REGNO UNITOdi Jacopo Scarinci

Il referendum convocato dal premier inglese David Cameron, che si credeva leader ma si è consegnato mani e piedi alla leggenda iscrivendo il proprio nome nel grande libro della storia alla voce “inetti”, ha decretato una doppia sentenza: a) il Regno di Sua Maestà uscirà ufficialmente dall’UE dopo anni in cui ha avuto una (mezza) appartenenza à la carte; b) i Paesi che lo compongono si dirigeranno a velocità supersonica verso un casino inenarrabile.
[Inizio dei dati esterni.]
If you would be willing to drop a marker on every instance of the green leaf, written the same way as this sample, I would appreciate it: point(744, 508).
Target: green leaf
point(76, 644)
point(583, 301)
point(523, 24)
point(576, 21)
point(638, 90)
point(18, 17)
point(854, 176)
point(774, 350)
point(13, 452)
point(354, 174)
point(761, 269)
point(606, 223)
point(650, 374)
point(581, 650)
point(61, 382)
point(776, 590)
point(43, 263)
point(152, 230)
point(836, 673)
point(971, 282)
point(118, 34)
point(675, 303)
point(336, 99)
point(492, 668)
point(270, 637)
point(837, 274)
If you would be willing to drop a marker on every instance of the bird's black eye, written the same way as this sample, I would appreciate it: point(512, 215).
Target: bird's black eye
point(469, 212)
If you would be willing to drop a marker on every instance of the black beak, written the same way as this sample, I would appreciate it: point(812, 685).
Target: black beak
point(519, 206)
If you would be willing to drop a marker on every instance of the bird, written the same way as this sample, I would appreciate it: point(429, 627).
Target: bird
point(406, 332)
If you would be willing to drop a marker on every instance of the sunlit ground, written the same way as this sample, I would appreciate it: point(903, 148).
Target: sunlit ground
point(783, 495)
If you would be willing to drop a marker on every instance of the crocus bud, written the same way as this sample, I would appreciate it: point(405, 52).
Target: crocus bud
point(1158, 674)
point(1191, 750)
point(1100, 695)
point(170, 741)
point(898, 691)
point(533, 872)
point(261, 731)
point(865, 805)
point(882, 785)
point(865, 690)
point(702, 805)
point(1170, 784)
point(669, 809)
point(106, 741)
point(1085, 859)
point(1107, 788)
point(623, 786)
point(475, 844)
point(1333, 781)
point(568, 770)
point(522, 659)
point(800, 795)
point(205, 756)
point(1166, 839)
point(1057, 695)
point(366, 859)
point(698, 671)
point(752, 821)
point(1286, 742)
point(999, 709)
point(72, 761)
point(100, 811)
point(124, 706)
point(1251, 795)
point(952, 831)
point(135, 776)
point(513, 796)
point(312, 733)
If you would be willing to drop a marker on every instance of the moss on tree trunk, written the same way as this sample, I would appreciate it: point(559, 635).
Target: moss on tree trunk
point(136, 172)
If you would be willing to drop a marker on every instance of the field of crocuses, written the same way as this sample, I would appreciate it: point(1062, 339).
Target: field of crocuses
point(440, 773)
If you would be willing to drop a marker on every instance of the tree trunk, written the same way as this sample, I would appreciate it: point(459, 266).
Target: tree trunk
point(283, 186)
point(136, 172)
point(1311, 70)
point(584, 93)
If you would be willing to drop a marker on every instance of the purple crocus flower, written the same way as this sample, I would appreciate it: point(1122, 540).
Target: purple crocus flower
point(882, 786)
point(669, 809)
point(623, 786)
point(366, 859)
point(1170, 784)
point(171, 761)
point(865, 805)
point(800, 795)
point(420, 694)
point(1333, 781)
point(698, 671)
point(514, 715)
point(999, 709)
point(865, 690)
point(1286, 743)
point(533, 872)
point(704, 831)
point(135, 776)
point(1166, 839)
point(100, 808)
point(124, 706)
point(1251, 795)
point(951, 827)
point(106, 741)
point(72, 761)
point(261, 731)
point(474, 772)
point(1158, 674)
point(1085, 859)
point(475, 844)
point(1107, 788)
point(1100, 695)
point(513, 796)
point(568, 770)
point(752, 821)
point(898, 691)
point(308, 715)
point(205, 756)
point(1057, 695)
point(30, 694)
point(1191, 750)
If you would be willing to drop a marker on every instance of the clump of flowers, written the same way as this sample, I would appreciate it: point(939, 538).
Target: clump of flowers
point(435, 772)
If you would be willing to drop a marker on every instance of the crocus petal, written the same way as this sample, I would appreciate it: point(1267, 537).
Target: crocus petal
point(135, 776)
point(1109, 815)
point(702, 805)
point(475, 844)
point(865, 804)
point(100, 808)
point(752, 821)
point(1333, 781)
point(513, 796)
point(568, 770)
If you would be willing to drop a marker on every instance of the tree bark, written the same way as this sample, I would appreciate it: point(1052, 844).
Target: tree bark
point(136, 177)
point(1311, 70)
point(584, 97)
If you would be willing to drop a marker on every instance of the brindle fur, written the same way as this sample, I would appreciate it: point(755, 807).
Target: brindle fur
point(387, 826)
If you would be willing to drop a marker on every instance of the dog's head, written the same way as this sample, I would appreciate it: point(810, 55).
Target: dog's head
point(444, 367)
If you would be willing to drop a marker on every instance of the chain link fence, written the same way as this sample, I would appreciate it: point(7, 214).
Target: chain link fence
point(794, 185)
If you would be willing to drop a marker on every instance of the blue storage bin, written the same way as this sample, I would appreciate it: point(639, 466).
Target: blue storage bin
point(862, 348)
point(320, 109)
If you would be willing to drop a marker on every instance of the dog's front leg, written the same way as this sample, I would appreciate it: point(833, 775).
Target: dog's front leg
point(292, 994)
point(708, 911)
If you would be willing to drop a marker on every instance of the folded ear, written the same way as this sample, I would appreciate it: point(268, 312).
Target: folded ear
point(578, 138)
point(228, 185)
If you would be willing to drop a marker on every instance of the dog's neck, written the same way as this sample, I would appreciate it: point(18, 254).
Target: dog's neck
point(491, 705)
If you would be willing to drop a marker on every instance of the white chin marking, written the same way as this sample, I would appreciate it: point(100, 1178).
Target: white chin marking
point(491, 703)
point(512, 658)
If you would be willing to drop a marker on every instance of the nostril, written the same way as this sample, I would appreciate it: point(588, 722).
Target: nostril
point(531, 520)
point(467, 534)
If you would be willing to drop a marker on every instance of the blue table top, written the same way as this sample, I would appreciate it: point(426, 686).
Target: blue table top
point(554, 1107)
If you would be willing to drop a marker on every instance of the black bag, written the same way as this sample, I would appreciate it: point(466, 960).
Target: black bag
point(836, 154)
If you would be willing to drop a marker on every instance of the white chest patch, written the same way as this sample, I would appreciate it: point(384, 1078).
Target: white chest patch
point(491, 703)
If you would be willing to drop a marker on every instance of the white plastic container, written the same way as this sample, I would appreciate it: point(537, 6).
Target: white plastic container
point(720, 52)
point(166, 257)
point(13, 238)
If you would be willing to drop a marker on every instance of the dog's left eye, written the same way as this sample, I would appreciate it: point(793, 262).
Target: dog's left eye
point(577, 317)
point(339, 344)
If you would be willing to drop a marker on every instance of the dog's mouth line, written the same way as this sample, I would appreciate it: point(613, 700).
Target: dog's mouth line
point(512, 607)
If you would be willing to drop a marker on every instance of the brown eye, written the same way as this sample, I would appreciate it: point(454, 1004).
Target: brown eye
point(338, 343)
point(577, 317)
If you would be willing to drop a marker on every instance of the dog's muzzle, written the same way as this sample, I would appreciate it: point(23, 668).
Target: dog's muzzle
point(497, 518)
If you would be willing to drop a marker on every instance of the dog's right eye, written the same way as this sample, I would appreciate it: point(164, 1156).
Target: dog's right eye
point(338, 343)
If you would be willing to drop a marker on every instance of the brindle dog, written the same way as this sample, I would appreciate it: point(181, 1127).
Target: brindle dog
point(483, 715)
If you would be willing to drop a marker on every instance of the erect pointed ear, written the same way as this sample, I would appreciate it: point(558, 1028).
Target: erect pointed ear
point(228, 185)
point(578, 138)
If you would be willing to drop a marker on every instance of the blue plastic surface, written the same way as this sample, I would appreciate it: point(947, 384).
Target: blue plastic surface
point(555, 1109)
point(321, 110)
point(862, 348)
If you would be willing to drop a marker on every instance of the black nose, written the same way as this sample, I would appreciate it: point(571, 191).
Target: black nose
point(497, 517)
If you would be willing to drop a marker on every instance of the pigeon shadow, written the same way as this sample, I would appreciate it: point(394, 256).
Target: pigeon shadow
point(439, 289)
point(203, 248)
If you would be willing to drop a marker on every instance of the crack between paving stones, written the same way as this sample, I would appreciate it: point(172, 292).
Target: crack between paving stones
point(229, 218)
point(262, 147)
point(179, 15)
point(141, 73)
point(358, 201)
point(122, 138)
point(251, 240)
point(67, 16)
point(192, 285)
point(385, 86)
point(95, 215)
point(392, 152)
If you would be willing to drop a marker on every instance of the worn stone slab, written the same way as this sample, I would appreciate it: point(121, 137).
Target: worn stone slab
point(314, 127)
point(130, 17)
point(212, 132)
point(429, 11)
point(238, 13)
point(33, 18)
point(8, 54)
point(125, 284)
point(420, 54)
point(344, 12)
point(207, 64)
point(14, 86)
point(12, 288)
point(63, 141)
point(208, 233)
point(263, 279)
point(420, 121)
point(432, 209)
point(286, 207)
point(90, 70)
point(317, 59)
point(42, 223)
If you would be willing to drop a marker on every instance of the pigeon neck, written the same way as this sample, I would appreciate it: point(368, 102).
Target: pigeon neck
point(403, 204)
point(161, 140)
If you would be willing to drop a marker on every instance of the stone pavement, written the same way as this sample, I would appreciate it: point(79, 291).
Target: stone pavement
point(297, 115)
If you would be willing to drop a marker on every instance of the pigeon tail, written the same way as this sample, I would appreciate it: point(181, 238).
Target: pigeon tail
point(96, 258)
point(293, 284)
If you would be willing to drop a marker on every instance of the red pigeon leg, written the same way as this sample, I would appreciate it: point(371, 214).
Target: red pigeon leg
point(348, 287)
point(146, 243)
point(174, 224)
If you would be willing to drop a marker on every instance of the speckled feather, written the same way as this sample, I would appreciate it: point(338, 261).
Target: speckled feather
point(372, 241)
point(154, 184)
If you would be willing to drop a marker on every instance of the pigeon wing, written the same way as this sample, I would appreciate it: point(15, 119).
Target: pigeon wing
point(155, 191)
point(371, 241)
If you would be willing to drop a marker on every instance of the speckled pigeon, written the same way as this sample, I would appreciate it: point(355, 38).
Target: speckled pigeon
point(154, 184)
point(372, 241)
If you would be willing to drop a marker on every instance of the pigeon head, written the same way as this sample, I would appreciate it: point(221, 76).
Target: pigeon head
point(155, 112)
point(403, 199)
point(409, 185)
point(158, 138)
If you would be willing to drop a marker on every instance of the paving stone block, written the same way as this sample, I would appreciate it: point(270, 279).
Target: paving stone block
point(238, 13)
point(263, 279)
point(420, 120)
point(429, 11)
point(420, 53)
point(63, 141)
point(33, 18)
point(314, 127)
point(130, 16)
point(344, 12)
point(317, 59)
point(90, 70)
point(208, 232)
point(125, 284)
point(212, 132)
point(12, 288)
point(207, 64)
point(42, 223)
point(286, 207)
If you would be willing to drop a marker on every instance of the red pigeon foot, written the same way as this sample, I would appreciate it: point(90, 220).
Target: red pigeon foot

Inutile che stiamo a raccontarcela, la barzelletta di un Regno Unito più forte senza l’UE era una panzana talmente irreale che è stata presa per vera. È la democrazia, bellezza: arrivano un paio di imbonitori che sbagliano i verbi come te e bevono birra come te, li senti più simili di un premier impiccatosi con la sua stessa corda e di un Labour in macerie e che fai, non voti un florilegio di bandierine e slogan? Brexit sì quindi, Her Majesty, ma adesso inizia la rumba.

Come tutti i voti di pancia insegnano poi arrivano le conseguenze. Che non saranno solo con l’UE, ci son due anni per trattare l’uscita e ne vedremo di ogni – i pop corn son già pronti – ma anche sul fronte interno. Il Regno Unito, di fatto, non esiste più. La Scozia e l’Irlanda del Nord, per cominciare bene questo venerdì, nel giro di poche ore hanno già comunicato per bocca dei loro governanti che lavoreranno a due referendum: gli scozzesi per andarsene dal Regno Unito e rimanere nell’Unione Europea, l’Irlanda del Nord per unirsi alla Repubblica d’Irlanda, e quindi all’UE. E in effetti le percentuali arrivano ben prima di prossime chiamate alle urne: la Scozia ha votato al 62% per rimanere in Europa, l’Irlanda del Nord al 55,8%. Discreto casino per il prossimo inquilino di Downing Street.

Non contento di aver messo sul piede di guerra Edimburgo e Belfast, questo risultato fa riflettere anche per quanto riguarda l’Inghilterra. La mappa del voto è impietosa: tutte le grandi città hanno votato per rimanere nell’UE, tutte le periferie per andarsene. Londra, Leeds, Leicester, Norwich, Newcastle, Liverpool, Manchester e la capitale del Galles, Cardiff, da una parte; le periferie, i paesini, le campagne – alcune delle quali non hanno mai visto una bandiera dell’UE neanche dipinta – dall’altra.

Beffardo il destino di Johnson e Farage: una intera campagna referendaria passata a far fronte comune contro il nemico europeo per poi trovarsi a dover gestire una balcanizzazione in salsa Worcester. Molti auguri.